Bizler Hz. Resûl-u Âzam'dan sabit olan bu hadisin sadece belli bir zamana veya mekâna özgü olmadığına inanıyoruz. Kıyamet kopuncaya kadar bu hakikat geçerli olacaktır. Dolayısıyla bir Müslümanın boynunda bir imama biati olmaksızın uyuması ve geceyi geçirmesi caiz değildir. Bir Müslüman bu hâlde vefat edecek olursa câhiliye ölümü üzere ölmüş olur. Bütün İslâm âlimlerinin nezdinde de bu sabit bir hakikattir. Ancak tartışmaya konu olan husus, bu imamda bulunması gereken özelliklerdir.
Bizler önceki iki programda Ehl-i Beyt Okuluna mensup şahısların ‘‘kendisine biat edilmesi gereken imam hakkında ve onun özelliklerinin ne olduğu ile ilgili'' araştırma yapmalarına gerek olmadığını söylemiştik. Zaten Ehl-i Beyt Okulu ‘‘Masum İmam'ın'' şu an hayatta olduğuna ve bu İmam'a biat edilmesi gerektiğine inanmaktadır. Konu, İmam Mehdî-i Muntazar'ın hayatta olmadığına inanan kimseler için söz konusudur. Mehdî-i Muntazar'ın hayatta olduğuna inanmayan kimseler bir imama biat etmek zorundadırlar. İnşallah bu konu ilerleyen programlarda ele alınacaktır.
Resûlullah'ın (s.a.a.) akidevî ve inançsal bir hakikate işaret edip de bunu eksiksiz bir şekilde açıklamaması hiç makul ve mümkün müdür? Hz. Resûlullah (s.a.a.) boynunda bir imama biat etmeksizin ölen kişinin câhiliye ölümü üzere öleceğini söyleyecek, beri taraftan bu imamın ve imamların kim veya kimler olduğunu, kaç kişi olduklarını ve bu imamların hangi sıfatları taşımaları gerektiğini açıklamayacak? Böyle bir şey olabilir mi? Kimler olduğunu açıklamasa dahi bu imamın özelliklerini belirtmesi gerekmektedir.
Bundan dolayıdır ki kendilerine biat edilmesi gereken bu imamların beyanı hakkında Sahâbe Okulunun ve Emevîci din anlayışı mensuplarının büyük bir kaosa düştüklerini görmekteyiz. İnşallah bu konuyu ileride ele alacağız.

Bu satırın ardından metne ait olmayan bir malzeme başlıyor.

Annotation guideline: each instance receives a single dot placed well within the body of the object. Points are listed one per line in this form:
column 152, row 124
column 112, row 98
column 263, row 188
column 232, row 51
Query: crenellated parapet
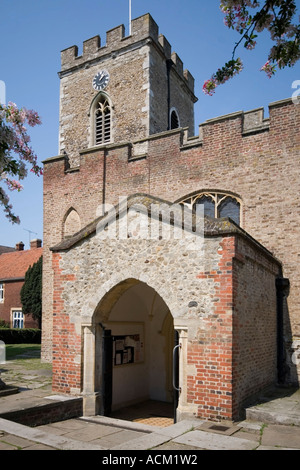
column 143, row 28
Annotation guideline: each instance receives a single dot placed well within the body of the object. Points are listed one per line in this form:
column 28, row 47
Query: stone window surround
column 1, row 292
column 91, row 114
column 214, row 195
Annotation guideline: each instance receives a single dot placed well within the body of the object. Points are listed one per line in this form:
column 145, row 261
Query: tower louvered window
column 174, row 120
column 102, row 122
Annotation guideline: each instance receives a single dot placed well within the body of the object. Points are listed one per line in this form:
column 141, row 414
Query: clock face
column 101, row 80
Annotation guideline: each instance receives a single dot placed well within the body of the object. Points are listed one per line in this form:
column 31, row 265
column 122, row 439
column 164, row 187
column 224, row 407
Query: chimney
column 20, row 246
column 37, row 243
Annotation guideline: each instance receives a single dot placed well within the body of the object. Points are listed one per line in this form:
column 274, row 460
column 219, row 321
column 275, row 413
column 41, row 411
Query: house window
column 18, row 319
column 216, row 205
column 102, row 121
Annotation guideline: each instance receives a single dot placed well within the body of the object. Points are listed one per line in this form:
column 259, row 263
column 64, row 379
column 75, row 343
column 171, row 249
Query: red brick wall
column 260, row 167
column 66, row 343
column 235, row 352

Önceki programda bu hakikate işaret ederek -başını Şeyh İbn Teymiyye'nin çektiği- Emevîci din anlayışı mensuplarının ‘‘kendisine biat edilmesi vacip olan ve biat edilmemesi halinde câhiliye ölümü üzere ölmeyi gerektiren imamın'' Nâsıbî, münafık, içki içen, Resûlullah'ın (s.a.a.) torununu katleden, Medine'nin hürmetini çiğneyen, pek çok başka münker fiil irtikâp eden bir şahıs olabileceğine inandıklarını belirtmiştik. Onlara göre böyle birisi yönetici olursa kendisine biat etmek vaciptir ve biat etmeyen kimse câhiliye ölümü üzere ölmüştür! Ayrıca önceki programda bu hususa işaret ettiğimiz gibi bazı âlimlerin açıklamalarından oluşan pasajlar da okuduk. Pasajlarını okuduğumuz kimseler, İslâm âlimlerinin ilk tabakalarından idiler. Bir bölümü Sahâbe Okulundan, bir bölümü ise Emevîci din anlayışını benimseyenlerdendir. Şimdi ise konuyla ilgili bazı pasajlar daha eklemek istiyorum.
İlk işaret etmek istediğim kaynak İbn Hacer el-Askalânî'nin (ö. h. 852) Tehzîbü't-Tehzîb adlı eseridir. İbn Hacer burada şöyle der:
Medineliler Yezid'e karşı çıkarak hicretin 63. yılında onu hilafetten azletmeye kalkıştılar. Bunun üzerine Yezid b. Muaviye üzerlerine Müslim b. Ukbe el-Mürrî'yi göndererek üç gün boyunca Medine'nin saygınlığını çiğnemesini ve Medine ehlinden Yezid'in köleleri olduklarını ilan etmek suretiyle biat almasını emretti. Müslim, Harre olayını gerçekleştirdikten sonra İbn Zübeyr ile savaşmak üzere Mekke'ye doğru harekete geçti. Bu çirkin işleri yapan Müslim b. Ukbe'dir. Müslim bazı sahâbîlerden, onların oğullarından ve seçkin tâbiîlerden oluşan bir grup insanı öldürdü. Müslim, kendisinin yerine ordunun başına Husayn b. Numayr es-Sekunî'yi atadı. Husayn, İbn Zübeyr'i muhasara etti ve Kâbe'ye fırlatılmak üzere mancınık kurdurdu. Bu mancınık Kâbe'nin sütunlarında gedik oluşturdu, sonrasında da Kâbe yandı. Onlar bu çirkin fiilleriyle meşgulken birden Yezid b. Muaviye'nin helak haberi kendilerine geldi. Bunun üzerine geri döndüler…[1]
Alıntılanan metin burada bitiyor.